2. How are we similar? What aspects are you both pursuing (and can there be action taken to change them)?

3. How are they better? This can be a bit of an ego punch, but acknowledging that there are certain aspects other companies are doing better, is one of the first steps to surpassing them.

 

Step 2: Become A Marketing Pirate

 

Marketing rules are more like guidelines. Don’t feel like, because something has been done a certain way before, that it’s the only way for your company to do it, now. Even if you feel pressured to follow industry trends or common practices, don’t be afraid to try something new.

The reality of successful businesses is that they risk on marketing, and take chances on what may not work for them. That’s okay. In order to grow, sometimes you have to slip up.

Grow from these moments, and make sure that you’re continuing to risk and learn from them.

Here are some ideas for what to look for when researching your competitors:

1. How do they treat their customers?

2. How is their social media/website/promotional presence?

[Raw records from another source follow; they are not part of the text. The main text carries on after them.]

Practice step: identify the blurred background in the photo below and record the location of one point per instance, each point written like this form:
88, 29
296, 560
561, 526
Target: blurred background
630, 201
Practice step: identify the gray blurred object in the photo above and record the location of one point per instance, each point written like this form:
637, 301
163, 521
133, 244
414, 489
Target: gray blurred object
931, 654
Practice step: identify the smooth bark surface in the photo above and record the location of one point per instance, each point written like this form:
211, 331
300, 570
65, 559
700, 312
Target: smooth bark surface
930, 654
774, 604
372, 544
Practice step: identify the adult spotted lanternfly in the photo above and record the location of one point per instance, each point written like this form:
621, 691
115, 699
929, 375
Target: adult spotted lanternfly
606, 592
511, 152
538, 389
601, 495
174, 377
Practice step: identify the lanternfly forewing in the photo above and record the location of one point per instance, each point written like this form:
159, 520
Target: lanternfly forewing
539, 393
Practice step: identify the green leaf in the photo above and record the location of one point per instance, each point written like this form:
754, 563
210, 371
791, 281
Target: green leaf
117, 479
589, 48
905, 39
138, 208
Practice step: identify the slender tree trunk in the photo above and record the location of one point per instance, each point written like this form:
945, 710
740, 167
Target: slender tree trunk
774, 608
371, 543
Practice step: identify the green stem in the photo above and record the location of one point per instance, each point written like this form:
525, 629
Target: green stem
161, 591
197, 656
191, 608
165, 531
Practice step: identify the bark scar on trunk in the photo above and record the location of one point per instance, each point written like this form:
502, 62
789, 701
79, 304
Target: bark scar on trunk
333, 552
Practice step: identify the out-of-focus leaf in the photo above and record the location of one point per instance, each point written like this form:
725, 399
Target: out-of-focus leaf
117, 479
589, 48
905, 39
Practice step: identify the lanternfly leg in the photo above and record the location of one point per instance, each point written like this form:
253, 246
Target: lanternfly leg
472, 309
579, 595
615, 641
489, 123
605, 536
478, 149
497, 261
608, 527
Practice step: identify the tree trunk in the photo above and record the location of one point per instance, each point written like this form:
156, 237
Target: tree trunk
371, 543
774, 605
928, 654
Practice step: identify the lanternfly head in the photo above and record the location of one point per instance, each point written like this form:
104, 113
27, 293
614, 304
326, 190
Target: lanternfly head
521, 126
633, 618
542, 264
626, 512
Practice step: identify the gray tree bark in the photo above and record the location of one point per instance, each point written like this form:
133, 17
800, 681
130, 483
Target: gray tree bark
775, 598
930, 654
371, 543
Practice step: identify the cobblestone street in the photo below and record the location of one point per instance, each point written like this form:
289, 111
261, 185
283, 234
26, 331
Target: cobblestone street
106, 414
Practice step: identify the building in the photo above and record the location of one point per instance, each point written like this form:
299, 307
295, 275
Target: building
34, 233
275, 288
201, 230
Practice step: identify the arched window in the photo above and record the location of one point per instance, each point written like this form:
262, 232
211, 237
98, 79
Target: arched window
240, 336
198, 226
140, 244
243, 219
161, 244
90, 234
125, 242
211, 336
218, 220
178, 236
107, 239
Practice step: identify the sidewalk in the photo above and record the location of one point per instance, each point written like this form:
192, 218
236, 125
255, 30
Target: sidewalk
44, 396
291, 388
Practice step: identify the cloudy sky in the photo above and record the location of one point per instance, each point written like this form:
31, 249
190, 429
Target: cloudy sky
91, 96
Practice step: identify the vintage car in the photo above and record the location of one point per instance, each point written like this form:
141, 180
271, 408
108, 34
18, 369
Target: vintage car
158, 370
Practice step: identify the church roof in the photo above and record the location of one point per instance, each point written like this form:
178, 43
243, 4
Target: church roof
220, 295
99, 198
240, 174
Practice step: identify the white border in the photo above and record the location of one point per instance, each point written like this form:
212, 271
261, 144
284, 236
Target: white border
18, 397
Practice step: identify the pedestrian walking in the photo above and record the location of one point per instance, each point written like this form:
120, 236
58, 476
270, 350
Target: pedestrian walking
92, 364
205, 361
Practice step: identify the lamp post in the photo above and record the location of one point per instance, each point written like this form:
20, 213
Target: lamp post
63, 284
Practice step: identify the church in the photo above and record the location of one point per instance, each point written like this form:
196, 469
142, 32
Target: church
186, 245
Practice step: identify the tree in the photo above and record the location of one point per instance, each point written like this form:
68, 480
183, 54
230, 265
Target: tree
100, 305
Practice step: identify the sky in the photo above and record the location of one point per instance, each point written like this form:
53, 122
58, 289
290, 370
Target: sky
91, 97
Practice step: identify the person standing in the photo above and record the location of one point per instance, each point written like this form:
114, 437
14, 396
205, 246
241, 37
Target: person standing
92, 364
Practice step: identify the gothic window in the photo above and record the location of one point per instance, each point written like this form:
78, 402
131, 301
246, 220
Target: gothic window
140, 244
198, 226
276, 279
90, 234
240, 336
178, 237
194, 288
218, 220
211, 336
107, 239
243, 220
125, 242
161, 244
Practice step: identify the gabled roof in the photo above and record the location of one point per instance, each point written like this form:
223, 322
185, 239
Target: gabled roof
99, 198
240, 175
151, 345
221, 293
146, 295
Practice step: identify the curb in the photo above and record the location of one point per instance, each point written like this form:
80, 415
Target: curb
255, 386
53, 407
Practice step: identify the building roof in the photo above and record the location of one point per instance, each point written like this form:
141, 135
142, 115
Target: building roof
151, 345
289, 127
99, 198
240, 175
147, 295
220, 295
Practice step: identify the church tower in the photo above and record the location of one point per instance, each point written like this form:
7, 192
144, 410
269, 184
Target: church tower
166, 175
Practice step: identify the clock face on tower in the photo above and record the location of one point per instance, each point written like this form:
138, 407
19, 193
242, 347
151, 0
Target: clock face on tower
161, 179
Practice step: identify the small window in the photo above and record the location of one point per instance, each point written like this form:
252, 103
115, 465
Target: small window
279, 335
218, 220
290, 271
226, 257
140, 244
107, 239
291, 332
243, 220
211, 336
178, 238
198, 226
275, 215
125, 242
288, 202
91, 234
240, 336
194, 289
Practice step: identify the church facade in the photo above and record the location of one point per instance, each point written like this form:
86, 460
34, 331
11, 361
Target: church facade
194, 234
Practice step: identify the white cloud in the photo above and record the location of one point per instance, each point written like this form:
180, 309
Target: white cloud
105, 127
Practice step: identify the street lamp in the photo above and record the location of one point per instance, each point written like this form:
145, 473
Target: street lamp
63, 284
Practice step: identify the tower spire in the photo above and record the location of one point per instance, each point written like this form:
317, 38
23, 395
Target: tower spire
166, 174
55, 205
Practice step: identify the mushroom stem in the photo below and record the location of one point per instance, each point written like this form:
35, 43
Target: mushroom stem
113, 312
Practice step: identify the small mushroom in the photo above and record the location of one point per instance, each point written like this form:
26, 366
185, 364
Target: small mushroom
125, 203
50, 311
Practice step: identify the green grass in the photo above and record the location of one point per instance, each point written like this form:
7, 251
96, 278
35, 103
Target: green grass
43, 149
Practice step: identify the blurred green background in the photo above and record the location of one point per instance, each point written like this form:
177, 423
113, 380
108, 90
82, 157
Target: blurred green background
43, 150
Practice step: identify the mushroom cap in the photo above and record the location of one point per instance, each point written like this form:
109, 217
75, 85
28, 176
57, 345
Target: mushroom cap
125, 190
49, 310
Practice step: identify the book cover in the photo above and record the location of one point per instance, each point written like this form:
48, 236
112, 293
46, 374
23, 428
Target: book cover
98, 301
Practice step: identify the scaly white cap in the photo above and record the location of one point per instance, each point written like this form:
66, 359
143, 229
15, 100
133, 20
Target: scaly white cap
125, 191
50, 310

3. How is the quality of their products or services?

4. What culture are they selling, along with their product?

5. Who are their target customers?

6. What do they prioritize as far as business practice?

7. What is their internal company life like? Who works there? Who owns it?

8. What features do they offer their customers/clients?

9. What are the perceived benefits of what they are selling?

After going through these questions you should have a solid idea of the company you’re looking at. Next step? Creating a plan based off of the information you’ve gathered.

 

Step 3: Create A Strategy From Their Mistakes

 

After taking an evaluation of your competitor’s strategies, products and features, make sure you take time to look over what has worked for them, and what hasn’t? Maybe they have a really great social media presence, but their website isn’t quite up to par. Maybe they have a great product, but there doesn’t seem to be any holistic benefit. Or maybe, while selling the same product, you have a completely different target market.

Find three of your competition’s weaknesses, and then write down how you could improve on them. They don’t need to be huge aspects of their business, just things that set you apart.

Remember, this list probably won’t stay relevant for long, since other companies will also be growing and improving. In fact, as your company evolves, your competition might change completely. These are great reasons why it’s important for you to make analyzing your competition something you do continuously.

Gaining access to marketing and competitor knowledge takes time and effort, but it’s well worth the payout. The good news is, doing this research can become second nature to you. Taking mental notes of the marketing efforts of similar companies and brands can be one of the most helpful parts of your journey to gather competitor knowledge.

Now that you’re equipped with the questions to ask, don’t be afraid to build your brand off of the knowledge you’ve receive. Running a business is a lot of work in itself, make things a little less complicated by learning from those around you—whether it’s what to do, or what not to do.